Communication and transmission technologies
Data creates transparency. Data can be used to obtain information that shows the interactions within interlinked subprocesses. Exchanging data requires communication – and here, automation technology in particular is undergoing a structural change. Communication technologies from broad public applications are increasingly finding their way into production halls. An example of this is Time-Sensitive Networking (TSN), a second Single Pair Ethernet (SPE), which was originally developed to connect multimedia applications in vehicles.
In the All Electric Society, these technologies improve communication between coupled sectors; and do so without the need for specifically developed chips. In the future, the economies of scale gained from the widespread use will make tailor-made communication even easier and also more cost-effective.
Charging infrastructure
The electrification of transportation is a key aspect of the All Electric Society and this requires a full-coverage and intelligent charging infrastructure. This is characterized by intelligent load management systems, which are a prerequisite for the efficient use of charging parks.

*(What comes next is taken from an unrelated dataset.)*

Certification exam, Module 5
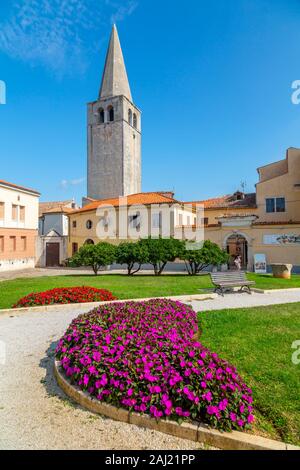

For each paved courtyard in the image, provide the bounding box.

These systems not only enable fast charging with High Power Charging (HPC), but also bidirectional charging in the sense of the vehicle-to-grid concept. This is because electric vehicles are not only capable of taking in and storing energy, they can also feed it back into the grid when necessary. The intelligent CHARX control charging controller from Phoenix Contact is a prime example of how energy can be fed in based on priority, thus contributing to the stabilization of the grid and the integration of renewable energies.
Load management
Peak shaving and load shifting are the central terms for effective load management. Both methods avoid expensive peak loads in the power grid. In the case of peak shaving, peak loads are reduced by the targeted use of energy storage systems and sustainable energy management. In the case of load shifting, on the other hand, the aim is to shift energy consumption peaks to times when the demand is otherwise low.
To do this, it is important to gain an idea of the expected required quantities at an early stage, for example, with the help of comprehensive energy monitoring. Load management promotes the efficiency of the power supply and contributes to the design of a modern energy infrastructure for the All Electric Society.
Power-to-X
A central challenge of the All Electric Society lies in making electricity generated from renewable sources transportable and durable – and therefore decoupled from time.

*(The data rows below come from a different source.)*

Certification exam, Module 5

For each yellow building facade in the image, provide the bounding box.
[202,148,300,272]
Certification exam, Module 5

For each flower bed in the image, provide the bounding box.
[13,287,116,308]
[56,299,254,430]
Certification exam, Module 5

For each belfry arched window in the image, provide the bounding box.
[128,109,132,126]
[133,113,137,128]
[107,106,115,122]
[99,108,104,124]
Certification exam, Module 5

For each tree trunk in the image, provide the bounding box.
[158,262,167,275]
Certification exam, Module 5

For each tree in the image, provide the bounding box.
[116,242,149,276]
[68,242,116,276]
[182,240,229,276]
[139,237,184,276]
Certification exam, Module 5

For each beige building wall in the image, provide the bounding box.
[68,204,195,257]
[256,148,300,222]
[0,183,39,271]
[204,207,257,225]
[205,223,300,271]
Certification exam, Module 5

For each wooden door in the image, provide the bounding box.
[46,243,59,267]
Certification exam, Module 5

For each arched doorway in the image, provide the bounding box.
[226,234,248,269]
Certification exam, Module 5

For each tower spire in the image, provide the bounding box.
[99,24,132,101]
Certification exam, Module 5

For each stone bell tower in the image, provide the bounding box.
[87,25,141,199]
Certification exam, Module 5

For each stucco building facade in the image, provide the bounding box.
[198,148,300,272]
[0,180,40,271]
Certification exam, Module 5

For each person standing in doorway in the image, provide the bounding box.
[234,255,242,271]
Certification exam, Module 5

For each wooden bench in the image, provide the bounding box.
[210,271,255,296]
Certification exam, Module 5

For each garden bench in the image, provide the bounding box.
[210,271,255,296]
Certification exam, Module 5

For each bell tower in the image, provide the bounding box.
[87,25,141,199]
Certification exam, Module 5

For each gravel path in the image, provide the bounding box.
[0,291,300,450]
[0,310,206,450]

One method of doing this is the electrolysis of green hydrogen from excess wind and solar power. Hydrogen can not only be transported and stored, but is also the basis for the synthesis of fuels such as methanol and ammonia. Furthermore, hydrogen is an important element for the process industry. Hydrogen has what it takes to replace the coke extracted from hard coal for use in steelworks, thus effectively decarbonizing steel production. And when used as a “fuel” for fuel cells, the controlled oxidation of hydrogen generates a lot of electrical and thermal energy. Both of these forms of energy can be used – when the energy is required.